ローカル電車で地域振興
兵庫県南部の播州エリアにはかつて旧播州鉄道の加古川線、三木線、鍛冶屋線、高砂線、北条線の5路線が走っていた。旧国鉄に移管されるなどして存続していたが、すでに多くが廃止。北条線は第3セクター鉄道「北条鉄道」として残る。
兵庫県加西市と小野市を結ぶ約14キロの短い北条鉄道がなぜ存続しえたのか。1995年の開業時から2005年までは赤字続き。鉄道ファンが乗りに来るだけで、沿線住民の関心は低かったという。
そこで8つある無人駅の駅長を公募し、駅長に鉄道の利用促進につながる活動を求めたほか、08年からは加西市とともに「北条鉄道まつり」を実施。鉄道事業者と市民との距離を縮めるイベントを開いた。こうした取り組みが功を奏し、沿線住民からの支援の輪が少しずつ広まった。

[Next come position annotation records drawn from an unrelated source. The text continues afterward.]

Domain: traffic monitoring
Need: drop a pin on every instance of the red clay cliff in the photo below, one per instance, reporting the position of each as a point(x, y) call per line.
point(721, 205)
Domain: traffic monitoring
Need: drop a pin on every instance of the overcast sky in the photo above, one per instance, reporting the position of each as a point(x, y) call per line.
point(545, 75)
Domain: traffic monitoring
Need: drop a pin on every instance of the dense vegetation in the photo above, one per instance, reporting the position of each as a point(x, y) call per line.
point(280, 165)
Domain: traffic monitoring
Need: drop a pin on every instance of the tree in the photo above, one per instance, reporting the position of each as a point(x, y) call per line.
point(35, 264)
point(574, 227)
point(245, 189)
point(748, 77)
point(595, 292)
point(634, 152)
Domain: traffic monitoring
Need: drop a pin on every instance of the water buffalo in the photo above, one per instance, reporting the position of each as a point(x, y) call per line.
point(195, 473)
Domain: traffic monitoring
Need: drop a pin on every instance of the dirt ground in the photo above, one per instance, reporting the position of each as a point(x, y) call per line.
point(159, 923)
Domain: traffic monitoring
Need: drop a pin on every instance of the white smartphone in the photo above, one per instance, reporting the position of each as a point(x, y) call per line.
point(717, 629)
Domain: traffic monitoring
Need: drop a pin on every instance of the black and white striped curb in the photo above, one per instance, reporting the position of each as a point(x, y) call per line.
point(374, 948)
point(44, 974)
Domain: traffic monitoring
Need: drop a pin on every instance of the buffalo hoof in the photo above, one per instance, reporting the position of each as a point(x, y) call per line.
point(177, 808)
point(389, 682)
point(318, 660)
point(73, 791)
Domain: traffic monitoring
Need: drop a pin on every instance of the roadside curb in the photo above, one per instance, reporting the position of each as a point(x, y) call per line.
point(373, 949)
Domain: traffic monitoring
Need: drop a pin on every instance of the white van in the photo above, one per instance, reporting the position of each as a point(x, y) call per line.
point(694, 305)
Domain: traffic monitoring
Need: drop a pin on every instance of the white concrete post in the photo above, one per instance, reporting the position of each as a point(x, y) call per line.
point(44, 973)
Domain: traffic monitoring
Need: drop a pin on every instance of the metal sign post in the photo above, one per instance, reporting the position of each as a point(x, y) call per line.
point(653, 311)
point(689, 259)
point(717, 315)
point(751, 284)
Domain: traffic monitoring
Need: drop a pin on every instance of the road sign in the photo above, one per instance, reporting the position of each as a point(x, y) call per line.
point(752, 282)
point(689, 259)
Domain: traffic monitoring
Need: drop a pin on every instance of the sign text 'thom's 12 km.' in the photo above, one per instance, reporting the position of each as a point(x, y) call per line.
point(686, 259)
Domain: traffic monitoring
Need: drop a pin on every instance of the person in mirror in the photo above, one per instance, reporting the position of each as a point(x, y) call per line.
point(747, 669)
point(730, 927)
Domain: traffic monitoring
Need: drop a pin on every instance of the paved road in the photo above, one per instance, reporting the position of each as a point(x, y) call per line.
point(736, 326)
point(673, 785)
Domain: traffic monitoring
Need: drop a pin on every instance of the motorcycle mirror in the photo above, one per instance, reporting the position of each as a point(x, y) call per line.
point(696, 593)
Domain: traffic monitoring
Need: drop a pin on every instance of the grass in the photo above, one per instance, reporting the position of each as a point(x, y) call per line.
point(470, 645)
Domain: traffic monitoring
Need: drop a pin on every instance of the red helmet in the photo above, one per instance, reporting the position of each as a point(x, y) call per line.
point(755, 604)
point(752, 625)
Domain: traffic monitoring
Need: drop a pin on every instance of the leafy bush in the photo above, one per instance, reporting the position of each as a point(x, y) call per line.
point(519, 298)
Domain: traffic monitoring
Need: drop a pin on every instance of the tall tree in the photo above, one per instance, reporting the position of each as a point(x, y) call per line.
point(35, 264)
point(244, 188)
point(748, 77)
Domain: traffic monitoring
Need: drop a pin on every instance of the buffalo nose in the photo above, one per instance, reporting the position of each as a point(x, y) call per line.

鉄道ファンに対しては、彼らに人気があるキハ40の中古車両を購入し、途中の法華口駅に「行き違い交差設備」を採り入れ写真撮影スポットとしたほか、列車本数も増発。夏には「かぶと虫列車」や「ビール列車」、冬には「おでん列車」などのイベント列車も走らせた。さらにはオリジナルグッズの販売を行うなど話題づくりに事欠かない。
市民と鉄道ファンのマンパワーを生かした取り組みが鉄道と地域を盛り上げる原動力になっている。